Я стоял посреди огромного стада рыжих морских котиков. Звери теснились вокруг, шарахаясь от меня, старались отбежать на некоторое расстояние, поматывая из стороны в сторону высоко задранными гибкими шеями, беспокойно оглядываясь, налезая друг на друга. Не очень далеко в стороне, на огромных плоских гранитных валунах, похожих на старые продавленные диваны, по-домашнему расположилось лежбище сивучей, весьма напоминавших рассыпанные бобовые стручки. И между этими серыми бобовыми сивучами разгуливал какой-то человек, вызывавший во мне чувство острого беспокойства за его судьбу. Значит, не все во мне умерло, не все потеряно? Я могу еще о ком-то тревожиться на этом свете? 
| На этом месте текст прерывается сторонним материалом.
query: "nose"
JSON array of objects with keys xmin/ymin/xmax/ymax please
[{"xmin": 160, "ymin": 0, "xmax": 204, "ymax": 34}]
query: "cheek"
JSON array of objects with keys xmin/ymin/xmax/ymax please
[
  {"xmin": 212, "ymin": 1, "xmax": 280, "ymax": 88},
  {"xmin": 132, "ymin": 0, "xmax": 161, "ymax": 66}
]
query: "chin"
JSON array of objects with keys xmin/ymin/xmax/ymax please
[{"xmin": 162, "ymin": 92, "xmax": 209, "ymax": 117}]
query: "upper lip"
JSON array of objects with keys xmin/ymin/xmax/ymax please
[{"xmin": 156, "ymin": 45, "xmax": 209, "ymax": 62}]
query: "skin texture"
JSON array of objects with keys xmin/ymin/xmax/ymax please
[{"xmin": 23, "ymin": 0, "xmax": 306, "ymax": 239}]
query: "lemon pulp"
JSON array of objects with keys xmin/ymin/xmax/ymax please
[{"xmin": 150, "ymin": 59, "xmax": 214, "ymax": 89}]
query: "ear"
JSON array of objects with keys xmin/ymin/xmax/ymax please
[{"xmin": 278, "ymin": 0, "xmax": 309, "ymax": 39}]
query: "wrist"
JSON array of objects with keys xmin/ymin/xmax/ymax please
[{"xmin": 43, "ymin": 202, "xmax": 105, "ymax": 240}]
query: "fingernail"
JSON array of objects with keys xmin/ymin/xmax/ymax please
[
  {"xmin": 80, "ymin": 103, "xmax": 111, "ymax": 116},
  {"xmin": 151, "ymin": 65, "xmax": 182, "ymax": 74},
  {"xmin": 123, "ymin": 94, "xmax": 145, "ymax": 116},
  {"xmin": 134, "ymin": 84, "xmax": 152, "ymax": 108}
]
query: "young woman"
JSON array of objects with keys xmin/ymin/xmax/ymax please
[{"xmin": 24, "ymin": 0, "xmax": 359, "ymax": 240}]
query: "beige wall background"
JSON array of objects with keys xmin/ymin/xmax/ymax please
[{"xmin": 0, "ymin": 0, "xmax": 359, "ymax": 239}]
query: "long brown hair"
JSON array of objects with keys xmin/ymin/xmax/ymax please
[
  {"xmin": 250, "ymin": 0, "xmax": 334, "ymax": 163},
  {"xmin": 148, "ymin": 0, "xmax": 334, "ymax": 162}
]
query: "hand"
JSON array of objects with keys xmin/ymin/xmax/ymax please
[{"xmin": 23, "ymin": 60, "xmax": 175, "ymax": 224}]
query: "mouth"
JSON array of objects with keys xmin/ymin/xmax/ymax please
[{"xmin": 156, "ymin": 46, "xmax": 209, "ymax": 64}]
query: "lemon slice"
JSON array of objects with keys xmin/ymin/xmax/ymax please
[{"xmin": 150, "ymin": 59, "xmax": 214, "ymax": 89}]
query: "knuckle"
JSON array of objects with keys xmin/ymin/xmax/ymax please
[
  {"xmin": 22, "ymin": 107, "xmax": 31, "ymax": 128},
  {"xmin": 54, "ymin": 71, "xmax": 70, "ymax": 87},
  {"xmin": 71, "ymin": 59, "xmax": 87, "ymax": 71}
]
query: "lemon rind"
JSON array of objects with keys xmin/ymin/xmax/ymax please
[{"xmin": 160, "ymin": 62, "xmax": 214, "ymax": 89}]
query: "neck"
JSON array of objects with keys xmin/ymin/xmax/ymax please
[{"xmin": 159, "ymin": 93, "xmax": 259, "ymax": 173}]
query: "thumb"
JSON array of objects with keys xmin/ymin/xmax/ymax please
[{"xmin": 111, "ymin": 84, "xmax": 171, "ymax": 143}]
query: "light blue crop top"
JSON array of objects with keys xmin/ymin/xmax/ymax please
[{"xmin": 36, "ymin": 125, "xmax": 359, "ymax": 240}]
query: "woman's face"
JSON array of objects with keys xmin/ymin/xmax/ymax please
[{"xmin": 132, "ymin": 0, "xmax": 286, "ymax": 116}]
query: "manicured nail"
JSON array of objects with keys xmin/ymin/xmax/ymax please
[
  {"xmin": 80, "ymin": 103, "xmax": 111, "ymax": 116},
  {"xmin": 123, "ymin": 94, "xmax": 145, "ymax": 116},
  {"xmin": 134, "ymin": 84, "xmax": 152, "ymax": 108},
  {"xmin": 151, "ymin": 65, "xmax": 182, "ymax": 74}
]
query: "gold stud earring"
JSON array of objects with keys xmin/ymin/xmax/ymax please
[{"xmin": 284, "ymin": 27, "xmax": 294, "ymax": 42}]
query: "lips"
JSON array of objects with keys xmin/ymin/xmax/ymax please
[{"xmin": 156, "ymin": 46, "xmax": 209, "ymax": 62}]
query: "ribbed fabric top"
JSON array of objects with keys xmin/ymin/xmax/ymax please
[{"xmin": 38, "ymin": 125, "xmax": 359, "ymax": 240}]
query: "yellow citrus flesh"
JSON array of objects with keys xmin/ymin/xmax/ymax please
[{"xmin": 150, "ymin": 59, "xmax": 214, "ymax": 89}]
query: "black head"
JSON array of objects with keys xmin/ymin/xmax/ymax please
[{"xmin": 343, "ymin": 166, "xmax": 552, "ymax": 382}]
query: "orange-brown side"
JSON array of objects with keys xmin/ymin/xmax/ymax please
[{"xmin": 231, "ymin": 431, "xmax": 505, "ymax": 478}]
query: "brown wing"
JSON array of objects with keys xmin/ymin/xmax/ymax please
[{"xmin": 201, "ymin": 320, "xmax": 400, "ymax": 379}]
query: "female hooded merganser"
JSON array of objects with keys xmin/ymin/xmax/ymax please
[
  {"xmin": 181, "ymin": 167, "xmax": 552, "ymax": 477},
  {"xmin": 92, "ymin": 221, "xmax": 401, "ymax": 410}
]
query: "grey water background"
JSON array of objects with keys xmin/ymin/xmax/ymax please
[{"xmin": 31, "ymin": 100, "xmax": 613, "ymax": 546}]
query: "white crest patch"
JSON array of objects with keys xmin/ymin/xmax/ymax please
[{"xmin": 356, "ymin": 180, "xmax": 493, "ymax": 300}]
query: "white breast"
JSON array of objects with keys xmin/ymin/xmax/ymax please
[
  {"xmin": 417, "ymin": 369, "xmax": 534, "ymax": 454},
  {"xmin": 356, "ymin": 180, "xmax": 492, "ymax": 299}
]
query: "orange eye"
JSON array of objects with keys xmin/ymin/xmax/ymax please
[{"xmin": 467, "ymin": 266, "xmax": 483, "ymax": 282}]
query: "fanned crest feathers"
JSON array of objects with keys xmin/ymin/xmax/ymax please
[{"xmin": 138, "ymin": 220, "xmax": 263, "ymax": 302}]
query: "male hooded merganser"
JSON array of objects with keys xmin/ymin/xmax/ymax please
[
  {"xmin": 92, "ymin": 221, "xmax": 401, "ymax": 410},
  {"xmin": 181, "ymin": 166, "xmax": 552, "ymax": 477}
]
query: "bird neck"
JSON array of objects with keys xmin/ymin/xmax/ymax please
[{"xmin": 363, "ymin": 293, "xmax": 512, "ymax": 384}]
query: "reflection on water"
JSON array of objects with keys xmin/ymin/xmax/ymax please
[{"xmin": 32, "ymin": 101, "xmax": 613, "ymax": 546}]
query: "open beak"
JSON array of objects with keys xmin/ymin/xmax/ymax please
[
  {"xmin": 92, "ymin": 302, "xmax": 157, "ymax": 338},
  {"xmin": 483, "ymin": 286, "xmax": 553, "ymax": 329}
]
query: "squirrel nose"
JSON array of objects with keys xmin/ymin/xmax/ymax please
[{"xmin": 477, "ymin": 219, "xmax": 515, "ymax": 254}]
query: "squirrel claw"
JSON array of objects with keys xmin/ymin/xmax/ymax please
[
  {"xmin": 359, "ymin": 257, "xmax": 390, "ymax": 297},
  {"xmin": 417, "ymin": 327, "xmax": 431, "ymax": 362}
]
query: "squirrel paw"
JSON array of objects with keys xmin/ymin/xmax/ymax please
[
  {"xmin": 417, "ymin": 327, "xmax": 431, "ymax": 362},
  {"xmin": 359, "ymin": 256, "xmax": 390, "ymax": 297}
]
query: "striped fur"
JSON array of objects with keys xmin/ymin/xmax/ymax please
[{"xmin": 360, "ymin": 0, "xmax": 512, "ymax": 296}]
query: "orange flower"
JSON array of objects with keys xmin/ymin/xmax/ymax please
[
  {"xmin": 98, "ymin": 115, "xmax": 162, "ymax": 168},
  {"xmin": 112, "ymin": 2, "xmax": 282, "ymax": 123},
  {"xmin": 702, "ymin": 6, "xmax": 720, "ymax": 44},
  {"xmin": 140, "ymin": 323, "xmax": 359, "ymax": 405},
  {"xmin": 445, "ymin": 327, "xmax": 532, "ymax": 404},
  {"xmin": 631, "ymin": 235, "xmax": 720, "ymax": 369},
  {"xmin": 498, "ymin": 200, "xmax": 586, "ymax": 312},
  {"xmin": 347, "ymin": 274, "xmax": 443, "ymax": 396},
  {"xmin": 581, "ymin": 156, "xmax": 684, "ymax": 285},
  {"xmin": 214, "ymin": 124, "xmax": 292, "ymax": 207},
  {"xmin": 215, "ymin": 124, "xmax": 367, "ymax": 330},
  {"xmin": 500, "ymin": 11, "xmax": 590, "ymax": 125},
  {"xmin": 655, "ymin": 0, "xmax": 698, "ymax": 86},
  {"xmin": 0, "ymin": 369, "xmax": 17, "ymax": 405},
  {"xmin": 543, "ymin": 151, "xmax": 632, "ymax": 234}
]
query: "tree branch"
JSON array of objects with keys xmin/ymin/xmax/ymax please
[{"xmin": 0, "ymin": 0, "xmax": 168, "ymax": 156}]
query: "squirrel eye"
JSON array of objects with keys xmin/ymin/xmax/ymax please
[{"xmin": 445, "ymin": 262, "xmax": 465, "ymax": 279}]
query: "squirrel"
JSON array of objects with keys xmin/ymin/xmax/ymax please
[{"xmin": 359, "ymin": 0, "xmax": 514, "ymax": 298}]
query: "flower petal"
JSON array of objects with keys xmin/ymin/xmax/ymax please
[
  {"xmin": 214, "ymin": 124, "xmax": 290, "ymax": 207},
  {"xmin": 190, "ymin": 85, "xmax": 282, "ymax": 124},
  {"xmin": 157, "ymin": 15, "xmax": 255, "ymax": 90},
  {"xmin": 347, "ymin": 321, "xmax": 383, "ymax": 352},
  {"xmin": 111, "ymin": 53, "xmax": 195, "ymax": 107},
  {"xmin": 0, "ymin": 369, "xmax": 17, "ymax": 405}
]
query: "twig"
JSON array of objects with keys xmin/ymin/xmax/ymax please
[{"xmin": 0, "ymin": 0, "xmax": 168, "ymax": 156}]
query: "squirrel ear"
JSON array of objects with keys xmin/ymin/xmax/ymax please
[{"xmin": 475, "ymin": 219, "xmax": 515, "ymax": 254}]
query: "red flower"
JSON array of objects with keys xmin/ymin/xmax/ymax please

Но мне ведь известно то, что известно только мне одному: я с другой звезды. Какое отношение ко мне может иметь судьба этого человека, бесстрашно разгуливающего среди опасных диких животных? Он вдруг остановился, замер на месте и стал всматриваться в мою сторону, явно в меня. Затем что-то поднял над головою — сверкнул неимоверно длинный, на высоту вдвое выше человека, огонь выстрела; не сразу донесся звук, слабый, словно стреляли очень далеко. На самом деле до сивучевого лежбища было всего метров триста. Звери на выстрел повели себя необычно. Дальние сивучи и ближние котики — все, как один, повернули головы мордами в сторону раздавшегося звука, затем вразнобой одобрительно загалдели, затетекали, и мне ясно послышался кашляющий звук дружного звериного смеха. 
Между тем человек, произведший выстрел, стал призывно махать рукой, чтобы я шел к нему. Я уже догадался, кто он, — это был поручик Цветов, участник экспедиции, потерявшийся после нашей общей остановки в подводном дворце. Видимо, он нелегко переживал разрыв с Ревеккой и решил удалиться от всех... Теперь он звал меня, но я встречаться с ним тоже не хотел. К самому концу романа, когда осталось совсем мало слов от тех, что были отпущены мне для написания этой книги, я не мог позволить себе тратить их на человека, который был мне непонятен, не близок, — пусть и военный, и «ваше благородие», и дисциплина у него железная и так далее... В романе — в связи со мной — он понадобился главным образом для того, чтобы рассказать, как его вели на расстрел и он увидел стоявшего на холме пастуха в выгоревшем добела брезентовом плаще, опиравшегося на высокий посох. Но об этом уже было достаточно сказано, и я решил теперь распрощаться с поручиком. Однако он, словно догадавшись об этом, сам направился в мою сторону, на ходу поудобнее вскидывая длинную винтовку на плечо.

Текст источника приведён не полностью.